Q: What is private equity? How does it work?

A: Charles Duhigg - winner of the Pulitzer Prize for Explanatory Reporting- answers that question at the 11-minute mark of a video you can find on YouTube called "Inside the Private Equity Game." The transcript is below:

So why do companies just shift hands from one private equity group to the next private equity group to the next private equity group? 

One of the really big reasons why is because of how the private equity industry is structured, and how private equity professionals get compensated. 

So let's say I'm raising a private equity fund, The Charles Duhigg Fund, and I'm going to raise a billion dollars. The way that I get paid is I get what's called "2 and 20," which is 2% of the money that I have under management and 20% of the profits. 

But I only get that 2% once I've put the money to work. In fact, I only get the money once I found a deal to put it into, otherwise it just stays with my investors in my investors' bank account. 

So let's say that I've promised everyone that I'm going to put all the money to work by year 4 and it's now year 3 and it's a billion-dollar fund, and I've only invested $500 million. 

Now I've got a year to put $500 million to work. And what's more, if I don't do it within the next year,  my investors get to keep the money. They don't have to give it to me at all. 

So now I'm out there and I've got 12 months to put $500 million to work. It took me 3 years to put the other $500 million to work, so I'm literally going to do any deal I possibly can as long as it's not going to blow up in my face and make me look like an idiot. 

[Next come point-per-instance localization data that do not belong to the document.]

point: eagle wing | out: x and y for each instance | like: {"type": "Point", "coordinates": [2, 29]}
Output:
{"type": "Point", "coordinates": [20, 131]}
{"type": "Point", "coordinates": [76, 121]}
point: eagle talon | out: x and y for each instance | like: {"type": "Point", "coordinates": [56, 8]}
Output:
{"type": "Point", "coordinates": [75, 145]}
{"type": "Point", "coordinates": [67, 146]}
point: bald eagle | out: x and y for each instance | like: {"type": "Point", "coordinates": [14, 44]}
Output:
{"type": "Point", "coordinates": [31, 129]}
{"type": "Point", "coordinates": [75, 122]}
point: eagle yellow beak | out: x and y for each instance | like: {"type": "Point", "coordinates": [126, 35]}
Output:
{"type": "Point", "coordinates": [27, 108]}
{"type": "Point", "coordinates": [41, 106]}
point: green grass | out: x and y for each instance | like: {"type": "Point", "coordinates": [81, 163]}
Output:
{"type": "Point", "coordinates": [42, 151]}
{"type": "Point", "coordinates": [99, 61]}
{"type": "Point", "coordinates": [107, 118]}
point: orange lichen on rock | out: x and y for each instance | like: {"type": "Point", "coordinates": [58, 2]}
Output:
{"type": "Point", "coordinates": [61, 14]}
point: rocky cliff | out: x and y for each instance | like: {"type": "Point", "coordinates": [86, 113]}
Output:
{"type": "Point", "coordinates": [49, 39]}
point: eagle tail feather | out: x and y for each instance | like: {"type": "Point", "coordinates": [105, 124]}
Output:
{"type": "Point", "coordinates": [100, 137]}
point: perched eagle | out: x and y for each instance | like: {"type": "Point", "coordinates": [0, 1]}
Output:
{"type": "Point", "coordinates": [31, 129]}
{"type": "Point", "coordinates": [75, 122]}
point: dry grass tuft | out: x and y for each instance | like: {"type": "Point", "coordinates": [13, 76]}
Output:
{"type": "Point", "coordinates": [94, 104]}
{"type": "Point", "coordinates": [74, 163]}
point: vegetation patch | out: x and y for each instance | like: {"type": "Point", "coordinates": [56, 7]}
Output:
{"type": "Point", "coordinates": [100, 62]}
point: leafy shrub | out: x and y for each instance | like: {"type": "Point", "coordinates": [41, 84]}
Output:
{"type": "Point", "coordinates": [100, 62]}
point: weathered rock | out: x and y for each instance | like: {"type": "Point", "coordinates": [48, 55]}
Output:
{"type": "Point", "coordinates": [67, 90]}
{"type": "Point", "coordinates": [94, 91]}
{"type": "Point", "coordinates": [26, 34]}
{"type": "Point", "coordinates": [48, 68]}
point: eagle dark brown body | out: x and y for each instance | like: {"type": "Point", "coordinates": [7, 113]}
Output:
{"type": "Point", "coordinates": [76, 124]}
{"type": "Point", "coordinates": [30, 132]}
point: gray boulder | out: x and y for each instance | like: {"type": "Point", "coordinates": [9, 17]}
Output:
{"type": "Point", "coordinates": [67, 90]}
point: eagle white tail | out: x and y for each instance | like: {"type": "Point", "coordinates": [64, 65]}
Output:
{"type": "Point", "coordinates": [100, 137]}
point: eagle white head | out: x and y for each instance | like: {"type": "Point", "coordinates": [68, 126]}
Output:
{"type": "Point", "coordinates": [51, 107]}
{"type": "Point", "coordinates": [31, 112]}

So if you bring me a deal and you tell me, "Look, the price we're selling it at, it's going to be the exact same price three years later," I'm still going to do that deal because then I can go to my investors and I can say, "Look, I found a new deal. It is going to cost $300 million." Now I get 2% of fees on $300 million. I don't have to give the money back. Everything is happy. 

The question then becomes, "Why does the guy on the other end of that deal do the deal with me? Why does he give me the company for $300 million?" The reason is because he's in year 7 of his fund, and things are about to shut down in year 10. And what he promised everyone was, "We will be exited out of all of these investments by year 10." 

Now, let's say that this guy has exited out of no investments because the stock market is down, and because he can't find any buyers, and because it turns out it wasn't such a great deal in the first place, and he overpaid. What he's going to do is [say to himself] "Look, as long as I can find a buyer who's willing to give me a price that isn't embarrassing, I'm going to get out of this deal because then I can turn to my investors and say, 'Look what a genius I am! I got us out of this deal!' And by the way, I did it before year 10, which means that we all get to keep the money and I get my percentage that I am promised. 

So you have a whole bunch of guys sitting in sort of a daisy chain, and even though there isn't any economic value being created by handing companies around that daisy chain for the company itself, you're creating economic value for the professionals who are handing them around because they get paid to basically do deals. That's what happens on Wall Street. You get paid to do deals."